Hi everyone
I'm looking to move our small business away from a conventional analogue PBX phone system to an IP PBX. We've got an office move coming up and our telephone system installer quoted £800 to move our existing system, the same old phone system we've had for 17 years (Meridian Norstar). I'd rather spend that on new handsets, improved functionality (work from home) and cheaper call costs/line rentals.
Found a company called voipfone.co.uk who seem to be decent, industry award winners and good reviews. Quality of service seems perfect in my testing with softphones so far. But they don't quite offer the configuration that I'm specifically looking for from our hosted PBX.
I realise that virtualising Asterisk or any IP PBX isn't a great idea, but generally I thought that was down to driver support and the low-latency needed for hardware telephone adaptors.
I'll be looking to build a small SIP server (15 user PBX) so no hardware adaptors needed.
Receiving calls from numbers hosted on an account with voipfone.co.uk
And forwarding the calls to extensions located in our office (9 users) and various home locations (6 users, 2 of those in the US).
Rather than going the OpenVZ route and building stuff from source, I think the easiest way would be to find someone who offers VMWare or Xen HVM hosting with a CPU/memory/HDD quota.
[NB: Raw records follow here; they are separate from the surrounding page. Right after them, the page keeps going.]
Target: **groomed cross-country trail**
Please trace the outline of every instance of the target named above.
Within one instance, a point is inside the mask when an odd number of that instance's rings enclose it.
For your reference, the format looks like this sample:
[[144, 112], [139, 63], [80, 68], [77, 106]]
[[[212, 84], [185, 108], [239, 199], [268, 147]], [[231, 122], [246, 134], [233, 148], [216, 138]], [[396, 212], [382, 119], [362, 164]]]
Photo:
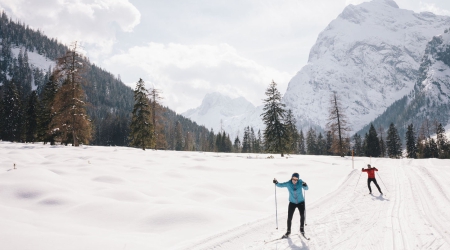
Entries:
[[[376, 177], [384, 195], [373, 184], [369, 194], [367, 174], [360, 169], [349, 171], [336, 190], [307, 204], [310, 241], [298, 232], [274, 240], [285, 232], [284, 212], [278, 230], [273, 217], [268, 217], [190, 249], [450, 249], [450, 170], [441, 166], [445, 164], [438, 159], [379, 160], [377, 166], [384, 167]], [[293, 229], [299, 225], [295, 216]]]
Then I could load up whatever ISO image I wanted, eg: trixbox or AsteriskNow.
I've used OpenVZ in the past and we have a few US-based VPS accounts for websites and e-mail relays. Kernel-based paravirtualisation is great for high-density hosting.
But for something like this I'd prefer full-scale virt... Xen HVM or VMWare
I looked at dedicated and colo but that does seem like overkill for a 15 user SIP server. Colo I reckon I could find for £45 p/m, so any virtualisation solutions costing more than that just isn't worth it for this project.
If I could get something around £20-£30 p/m area then I'd be seriously interested.
Bandwidth, I can't imagine a 15 user PBX requires much.
Memory and CPU would be the main requirements, however having never configured an IP PBX before I've no idea what would be needed for a 15 user PBX.
Anyone out there know any Xen HVM hosts I should have a look at?
Or even VMWare, but from digging around it seems VMware's difficult to find and prohibitively expensive.
Be great if there was a VoIP-specific trixbox VDS host or something.
Pretty sure I'll go with voipfone.co.uk though to actually terminate our telephone numbers and forward the calls using SIP to our IP PBX.
I'd like the provider to be pretty permanent. I don't want a company who's going to disappear in a years time, leaving me to find a new PBX host. Although the advantage of a hosted PBX is that it should be easy to move if needed.